One of the supreme ironies of Mr. Jivani’s anti-law, anti-policy argument is that his mediated conversation took place under the auspices of a public body that came into existence through law: a 2007 amendment to the Police Services Act (Part V) initiated the 2009 opening of the OIPRD. He is therefore a beneficiary of the same police-related legal processes that he derides. Another irony: the OIPRD affirms the relevance of policy given that they accept complaints about “a policy of a police department,” as the “Complaints” section of their website indicates. Tangentially, he mentions the police killing of Sammy Yatim without considering that the resulting second-degree murder charge was issued by the Special Investigations Unit, founded in response to – god forbid – collective agitation , particularly on the part of the black community and youth.

The propositional foundation of Mr. Jivani’s overall stance is best summed up in his claim that “individual officer discretion largely determines how people will experience policing in their city.” While it is true that the low-visibility nature of policing gives cops a good measure of on-the-street decision making power, police discretion never unfolds in a vacuum. Organizational imperatives, police sub-cultural norms, prevailing public sentiments, asymmetrical power relations (between the police and the policed) and other factors establish the functional parameters within which such discretion is exercised.

No matter how law-abiding they may be, hundreds of thousands of people have been entered into the contact card database over the past several years.

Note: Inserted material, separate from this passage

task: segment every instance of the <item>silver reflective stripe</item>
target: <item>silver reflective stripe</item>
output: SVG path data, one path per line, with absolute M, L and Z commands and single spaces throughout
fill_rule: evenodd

If, for example, we take a look at a Toronto police practice mentioned by Mr. Jivani, namely, contact carding, it is a fact that blacks are more likely to be carded than whites in every patrol zone , it is a fact that officers are pressured by their superiors to engage in carding and it is a fact that when the contact card receipt system was implemented rates of carding plummeted . The old quip about those who never let facts get in the way of a good story applies to anyone who tries to explain carding (and numerous other police practices) with primary reference to individual officer discretion. Attempting to address large-scale violations of the law (the Charter, the Ontario Human Rights Code, etc.) as committed by “law enforcers” requires large-scale activism, not cathartic cop-meets-civilian conversations.